Stars: 4 out of 5
I love coming back to this world. It’s so rich and complex, and every book shows us a new facet of it. I feel like each book gives me more puzzle pieces to a giant picture that I’m assembling by reading the series.
In this book, we reconnect with Kai from Five Fathoms Deep, and she is away from her island in a city she doesn’t understand or particularly like, trying to help her estranged sister. Well, first Kai reluctantly meets with her sister and refuses to help her, but then she spends the rest of the book trying to rectify that error. I missed Kai. She is a very good character. She isn’t a Craftswoman, she doesn’t have much personal power. She is a priestess to idols made by men from scratch to store their soul stuff in. And very recently a real priestess to a new Goddess. She is out of her depth in this strange and broken city where the God Wars started, and where the first Craftsman is still frozen in time, dying but not dead, tearing the world apart.
I loved this city. Both the Alikand that was lovingly preserved in the books and stories of its citizens and the broken Dead City where the war was still being fought in infinity, with both sides endlessly dying but not quite dead.

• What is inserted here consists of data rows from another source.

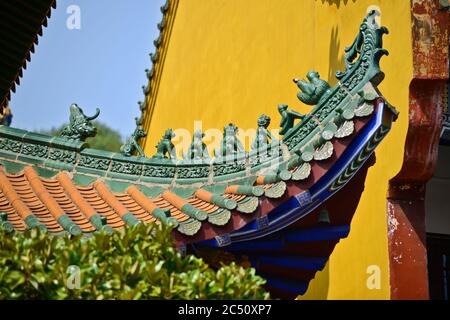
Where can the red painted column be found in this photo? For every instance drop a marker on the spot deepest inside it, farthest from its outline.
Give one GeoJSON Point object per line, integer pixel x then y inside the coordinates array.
{"type": "Point", "coordinates": [406, 208]}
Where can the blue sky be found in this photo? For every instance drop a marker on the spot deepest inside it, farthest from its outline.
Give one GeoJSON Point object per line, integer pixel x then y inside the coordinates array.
{"type": "Point", "coordinates": [99, 65]}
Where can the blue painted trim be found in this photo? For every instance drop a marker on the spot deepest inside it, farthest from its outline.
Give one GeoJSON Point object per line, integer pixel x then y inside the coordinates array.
{"type": "Point", "coordinates": [318, 234]}
{"type": "Point", "coordinates": [295, 208]}
{"type": "Point", "coordinates": [293, 287]}
{"type": "Point", "coordinates": [305, 263]}
{"type": "Point", "coordinates": [300, 236]}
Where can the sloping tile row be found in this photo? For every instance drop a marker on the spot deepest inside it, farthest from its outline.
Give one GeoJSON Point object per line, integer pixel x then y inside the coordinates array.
{"type": "Point", "coordinates": [59, 205]}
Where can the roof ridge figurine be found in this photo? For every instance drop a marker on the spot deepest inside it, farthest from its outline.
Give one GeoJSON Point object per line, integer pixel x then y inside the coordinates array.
{"type": "Point", "coordinates": [165, 149]}
{"type": "Point", "coordinates": [80, 126]}
{"type": "Point", "coordinates": [230, 144]}
{"type": "Point", "coordinates": [312, 91]}
{"type": "Point", "coordinates": [132, 145]}
{"type": "Point", "coordinates": [197, 150]}
{"type": "Point", "coordinates": [262, 134]}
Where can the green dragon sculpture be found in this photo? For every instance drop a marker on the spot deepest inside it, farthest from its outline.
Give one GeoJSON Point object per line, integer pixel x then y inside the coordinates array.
{"type": "Point", "coordinates": [312, 91]}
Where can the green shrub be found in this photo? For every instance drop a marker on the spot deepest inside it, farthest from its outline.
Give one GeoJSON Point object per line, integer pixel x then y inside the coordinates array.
{"type": "Point", "coordinates": [134, 263]}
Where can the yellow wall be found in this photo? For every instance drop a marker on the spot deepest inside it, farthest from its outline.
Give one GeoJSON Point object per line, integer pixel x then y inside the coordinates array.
{"type": "Point", "coordinates": [232, 60]}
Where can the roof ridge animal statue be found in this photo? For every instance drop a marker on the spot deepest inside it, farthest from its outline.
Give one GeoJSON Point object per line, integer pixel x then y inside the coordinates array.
{"type": "Point", "coordinates": [312, 91]}
{"type": "Point", "coordinates": [165, 149]}
{"type": "Point", "coordinates": [197, 149]}
{"type": "Point", "coordinates": [287, 118]}
{"type": "Point", "coordinates": [80, 126]}
{"type": "Point", "coordinates": [262, 134]}
{"type": "Point", "coordinates": [132, 145]}
{"type": "Point", "coordinates": [230, 144]}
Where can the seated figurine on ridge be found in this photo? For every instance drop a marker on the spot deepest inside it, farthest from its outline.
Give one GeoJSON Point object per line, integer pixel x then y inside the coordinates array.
{"type": "Point", "coordinates": [165, 149]}
{"type": "Point", "coordinates": [230, 144]}
{"type": "Point", "coordinates": [287, 118]}
{"type": "Point", "coordinates": [80, 126]}
{"type": "Point", "coordinates": [262, 134]}
{"type": "Point", "coordinates": [313, 90]}
{"type": "Point", "coordinates": [197, 149]}
{"type": "Point", "coordinates": [132, 144]}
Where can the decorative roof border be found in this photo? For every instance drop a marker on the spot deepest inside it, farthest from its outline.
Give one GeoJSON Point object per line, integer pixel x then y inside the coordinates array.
{"type": "Point", "coordinates": [157, 59]}
{"type": "Point", "coordinates": [19, 74]}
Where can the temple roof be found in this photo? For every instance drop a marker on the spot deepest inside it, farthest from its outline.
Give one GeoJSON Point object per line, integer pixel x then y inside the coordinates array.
{"type": "Point", "coordinates": [21, 24]}
{"type": "Point", "coordinates": [263, 203]}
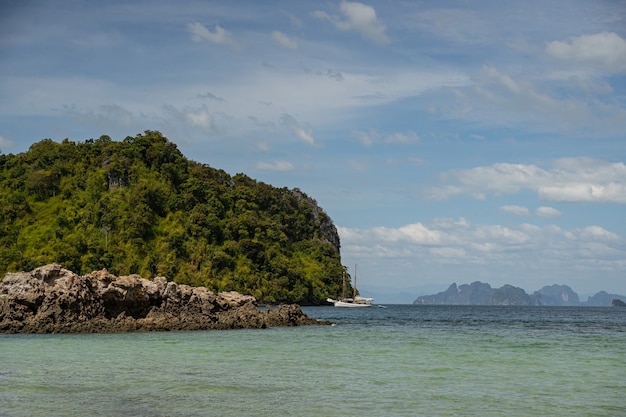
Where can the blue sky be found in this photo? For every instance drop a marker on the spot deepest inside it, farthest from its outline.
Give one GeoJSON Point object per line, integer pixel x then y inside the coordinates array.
{"type": "Point", "coordinates": [449, 140]}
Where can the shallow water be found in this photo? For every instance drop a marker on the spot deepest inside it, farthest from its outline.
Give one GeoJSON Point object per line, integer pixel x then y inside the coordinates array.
{"type": "Point", "coordinates": [398, 361]}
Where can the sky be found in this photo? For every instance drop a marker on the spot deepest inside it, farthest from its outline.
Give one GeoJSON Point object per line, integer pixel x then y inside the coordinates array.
{"type": "Point", "coordinates": [449, 141]}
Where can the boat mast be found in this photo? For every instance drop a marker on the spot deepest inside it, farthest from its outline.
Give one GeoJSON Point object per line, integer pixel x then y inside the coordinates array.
{"type": "Point", "coordinates": [343, 283]}
{"type": "Point", "coordinates": [354, 289]}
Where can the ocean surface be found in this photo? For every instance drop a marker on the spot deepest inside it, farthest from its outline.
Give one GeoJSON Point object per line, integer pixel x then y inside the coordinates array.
{"type": "Point", "coordinates": [403, 360]}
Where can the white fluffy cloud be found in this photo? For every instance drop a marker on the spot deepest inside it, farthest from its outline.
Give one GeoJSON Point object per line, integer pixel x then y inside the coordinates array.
{"type": "Point", "coordinates": [569, 180]}
{"type": "Point", "coordinates": [358, 17]}
{"type": "Point", "coordinates": [371, 136]}
{"type": "Point", "coordinates": [606, 49]}
{"type": "Point", "coordinates": [284, 41]}
{"type": "Point", "coordinates": [279, 166]}
{"type": "Point", "coordinates": [517, 210]}
{"type": "Point", "coordinates": [524, 254]}
{"type": "Point", "coordinates": [200, 33]}
{"type": "Point", "coordinates": [544, 211]}
{"type": "Point", "coordinates": [304, 133]}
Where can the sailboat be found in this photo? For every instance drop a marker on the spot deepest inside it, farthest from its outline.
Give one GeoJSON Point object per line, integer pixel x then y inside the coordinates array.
{"type": "Point", "coordinates": [355, 301]}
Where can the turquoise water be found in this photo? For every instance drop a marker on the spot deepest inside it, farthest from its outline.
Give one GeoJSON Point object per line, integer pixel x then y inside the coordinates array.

And the strange order of the squid city that was so foreign to both the other cities, but was necessary to keep the wound of the Dead City from destroying the rest of the world. I am happy that Kai found a solution that preserved Alikand in the end.
I have one issue with this book – it dragged a little bit in the beginning when the heist of the train was being organized. We spent too much time with Kai’s sister, and I didn’t particularly like her as a person. Yes, I understood her motivations by the end of the book, and I could even sympathize, but I still think she could have handled all of this better if she stepped on her pride and asked for help, instead of trying to play everyone around her. You could argue that she caused most of the problems she worked so hard to solve afterward.
I was happy to see Tara again since she is by far my favorite character in the series, but she doesn’t play a very big role here. She helped where she could, but was mostly relegated to the background. Which I understand. This is Kai’s book. And the Blue Lady’s, because she finally came into her full powers here. The Goddess of thieves and street children, and lost and forgotten people, the fleeing, the downtrodden. The one who ate the Wastes.
What I love the most about this series is that despite some horrible things that happen to the characters in the books, there is always a hopeful note in the end. Kai and her sister finally make peace, and the poppy fields around Alikand are blooming once more.
Onward to the next book in the series.